Performance of UBa with different \(\alpha\) value. a Aggregate throughput and fairness index, b Per-STA bandwidth

Finally, we take a look at the performance of the utility-fair bandwidth allocation algorithm UBa. Figure 11a shows the aggregate throughput and Jain’s fairness index results when the fairness control parameter \(\alpha\) is varied from 0.5 to 4. It is clear that as \(\alpha\) increases, the aggregate throughput deceases and the fairness index increases. Figure 11b depicts the per-STA bandwidth results. It is obvious that with a larger \(\alpha\), the line is flatter, which indicates a fairer bandwidth allocation. With a smaller \(\alpha\), the line is steeper and the area below the line is larger, which indicates a less fair bandwidth allocation and higher aggregate throughput.

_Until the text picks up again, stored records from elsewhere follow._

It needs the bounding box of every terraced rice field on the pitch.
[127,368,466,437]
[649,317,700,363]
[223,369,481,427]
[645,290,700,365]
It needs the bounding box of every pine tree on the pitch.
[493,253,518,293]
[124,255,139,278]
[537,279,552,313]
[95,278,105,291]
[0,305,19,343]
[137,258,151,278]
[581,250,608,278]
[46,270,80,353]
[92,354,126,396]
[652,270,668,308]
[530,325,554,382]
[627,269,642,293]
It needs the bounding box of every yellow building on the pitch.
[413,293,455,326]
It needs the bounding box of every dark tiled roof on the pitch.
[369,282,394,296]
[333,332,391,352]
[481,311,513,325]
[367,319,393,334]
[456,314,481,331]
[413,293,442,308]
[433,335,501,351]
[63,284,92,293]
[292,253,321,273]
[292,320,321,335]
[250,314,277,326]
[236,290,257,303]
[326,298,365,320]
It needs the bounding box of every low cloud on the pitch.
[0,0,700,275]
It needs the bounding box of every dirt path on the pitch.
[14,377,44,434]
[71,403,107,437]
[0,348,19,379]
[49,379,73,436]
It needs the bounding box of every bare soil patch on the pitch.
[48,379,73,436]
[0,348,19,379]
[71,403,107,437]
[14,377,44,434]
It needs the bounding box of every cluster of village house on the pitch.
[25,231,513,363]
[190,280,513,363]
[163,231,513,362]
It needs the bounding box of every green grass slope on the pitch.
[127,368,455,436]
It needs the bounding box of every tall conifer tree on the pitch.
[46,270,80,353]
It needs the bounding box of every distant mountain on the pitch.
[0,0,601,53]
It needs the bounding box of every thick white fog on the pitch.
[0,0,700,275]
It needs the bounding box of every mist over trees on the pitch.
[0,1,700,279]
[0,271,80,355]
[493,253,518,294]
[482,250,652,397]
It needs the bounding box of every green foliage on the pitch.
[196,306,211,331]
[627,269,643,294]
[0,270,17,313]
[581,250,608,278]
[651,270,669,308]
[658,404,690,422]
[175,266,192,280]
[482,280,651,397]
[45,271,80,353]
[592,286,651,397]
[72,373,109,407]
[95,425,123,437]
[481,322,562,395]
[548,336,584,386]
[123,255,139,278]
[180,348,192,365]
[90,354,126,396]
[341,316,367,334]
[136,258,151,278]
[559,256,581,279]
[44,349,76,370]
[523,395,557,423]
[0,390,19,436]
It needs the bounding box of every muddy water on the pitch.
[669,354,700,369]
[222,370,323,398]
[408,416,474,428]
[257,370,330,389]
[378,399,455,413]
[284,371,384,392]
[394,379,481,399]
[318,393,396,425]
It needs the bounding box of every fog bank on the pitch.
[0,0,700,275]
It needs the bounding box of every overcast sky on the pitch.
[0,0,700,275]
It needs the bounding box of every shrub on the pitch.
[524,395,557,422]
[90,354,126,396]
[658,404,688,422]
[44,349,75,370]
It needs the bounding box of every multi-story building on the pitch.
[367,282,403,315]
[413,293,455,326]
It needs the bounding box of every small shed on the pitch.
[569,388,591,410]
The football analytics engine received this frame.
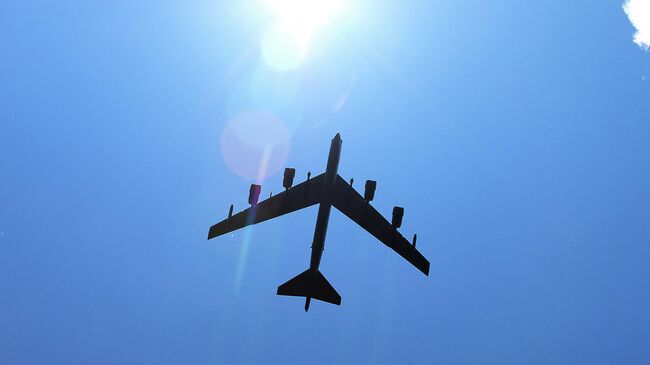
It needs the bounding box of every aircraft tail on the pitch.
[278,269,341,311]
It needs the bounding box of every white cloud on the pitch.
[623,0,650,49]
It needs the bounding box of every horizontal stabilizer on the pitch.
[278,269,341,305]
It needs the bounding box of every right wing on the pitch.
[332,175,429,275]
[208,174,325,239]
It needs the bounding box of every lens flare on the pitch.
[261,0,344,72]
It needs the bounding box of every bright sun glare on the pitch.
[261,0,344,71]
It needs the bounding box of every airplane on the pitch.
[208,133,429,311]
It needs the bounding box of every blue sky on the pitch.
[0,0,650,364]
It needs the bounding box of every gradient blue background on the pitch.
[0,0,650,364]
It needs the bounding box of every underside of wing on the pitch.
[333,176,429,275]
[208,174,324,239]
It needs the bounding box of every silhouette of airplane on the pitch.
[208,133,429,311]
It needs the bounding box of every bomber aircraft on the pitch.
[208,133,429,311]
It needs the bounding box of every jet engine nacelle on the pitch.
[248,184,262,205]
[363,180,377,202]
[391,207,404,228]
[282,167,296,190]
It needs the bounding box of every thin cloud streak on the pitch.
[623,0,650,50]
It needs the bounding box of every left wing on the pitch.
[332,175,429,275]
[208,174,325,239]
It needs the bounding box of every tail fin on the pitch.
[278,269,341,310]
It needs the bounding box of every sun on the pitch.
[261,0,345,72]
[265,0,344,38]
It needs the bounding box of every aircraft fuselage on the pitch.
[305,134,343,309]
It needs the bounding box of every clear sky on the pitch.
[0,0,650,364]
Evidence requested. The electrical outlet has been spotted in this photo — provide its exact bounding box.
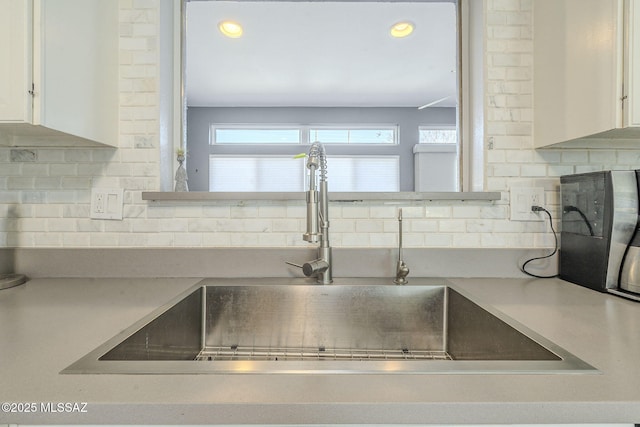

Note that the fairness index here reflects the fairness in terms of user bandwidth. There are also other definitions of fairness, such as the fairness in user transmission time. A proper \(\alpha\) value should be determined by the network designer/operator, so that the desired fairness can be enforced. As \(\alpha\) becomes larger and larger, we get better and better fairness in user bandwidth at the expense of lower and lower network resource utilization efficiency. It is interesting to notice that in Fig. 11b, as \(\alpha\) increases, the bandwidth of the low-bandwidth STAs on the left, which is about 60% of the entire STAs, slightly decreases, while the bandwidth of the high-bandwidth STAs on the right, which is the rest 40% of the STAs, dramatically increases. So it might be a good idea to select a smaller \(\alpha\).

6 Conclusion

In this paper, we have proposed a network resource management framework, named JCBA, for WMNs, which jointly considers channel assignment, association control, and bandwidth allocation. The JCBA framework is composed of three components: a utility-based bandwidth allocation algorithm that is flexible in adjusting the trade-off between resource utilization efficiency and user fairness in bandwidth; a channel assignment algorithm that can effectively increase the network capacity by reducing the interference at the good-backhaul MAPs; and an optimization-based association control algorithm that finds approximately optimal association solutions such that the network capacity can be further improved by letting more STAs associate with the good-backhaul MAPs. We have demonstrated the superior performance of the proposed algorithms through simulations with various network topologies and conditions.